I rubbed my jaw and cursed Dad and his thriftiness. What I should have noticed was only my father made guys like Igor nervous. And sure enough when I got home, the interrogator asked zero questions about the whole thing. Something was up. The next day, when Tyler asked me out to a party, I found out what that something was.

Tyler picked me up at the address two streets over that I’d given him as my own (what? I’ve been raised by Jason Bourne. I have trust issues). I hopped in his car around eight. The plan was to hit up a party over at Riverdale. I knew it was sketchy just as soon as we arrived. And yeah, okay sure, perhaps Tyler was sketchy too, but I’m only human and have a weakness for dimples.

Only now it was like a voice inside my head was telling me this was a bad idea. Probably because a voice inside my head was telling me this was a bad idea.

Come in Eagle Wing, this is Fox Blast. Exit now. You don’t want to be here. Over…

I stopped cold. Dad was in my head. More specifically, my tooth. But a quick scan showed he was right, even if he was using our stupid code names. People on the roof, drinking. Liquor bottles in the lawn. The smell of weed pluming from the screen windows. Neighbors were outside. This party was a bust waiting to happen. But that Dad was talking to me only made me want to enter.

Tyler was a few steps ahead of me when he turned, looking hot in his confusion. “You okay?”

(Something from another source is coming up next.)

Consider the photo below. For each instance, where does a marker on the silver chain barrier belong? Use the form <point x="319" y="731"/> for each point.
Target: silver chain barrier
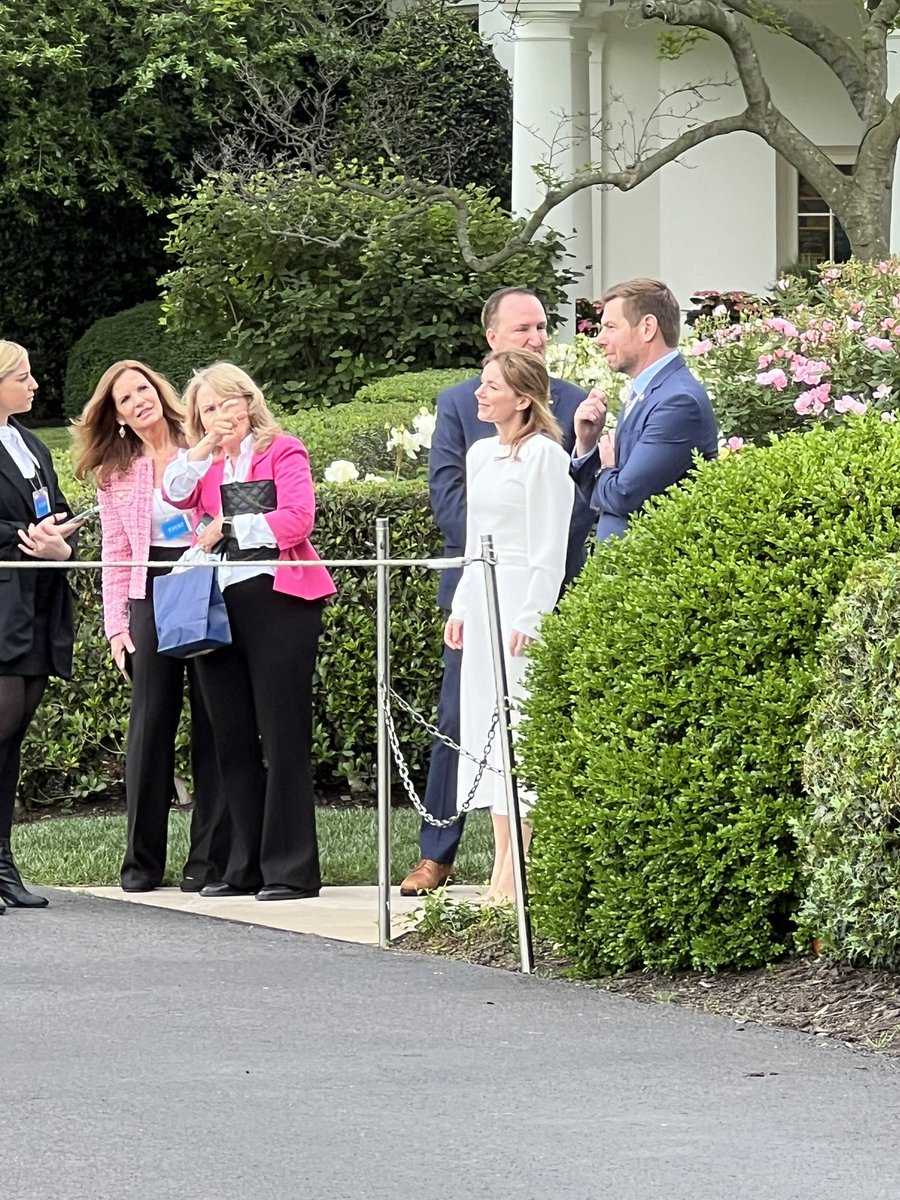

Nope. I was a girl with a freaking two-way radio in my tooth. A quick count of the so many ways I was going to kill my Dad.

Eagle Wing. I know you’re upset with me. But listen, Do not enter that building. Use your head!

That he would do this. Just when I met someone, too. I jammed my tongue in my tooth and took Tyler’s hand. ”Yeah, I’m fine.”

We took the porch. Tyler offered me a drink. That little voice in my head calling after me Eagle Wing! Report back to base immediately…Eagle Wing!

Sorry Dad, but it was time for a little radio silence. A girl needs to make some bad decisions once in a while.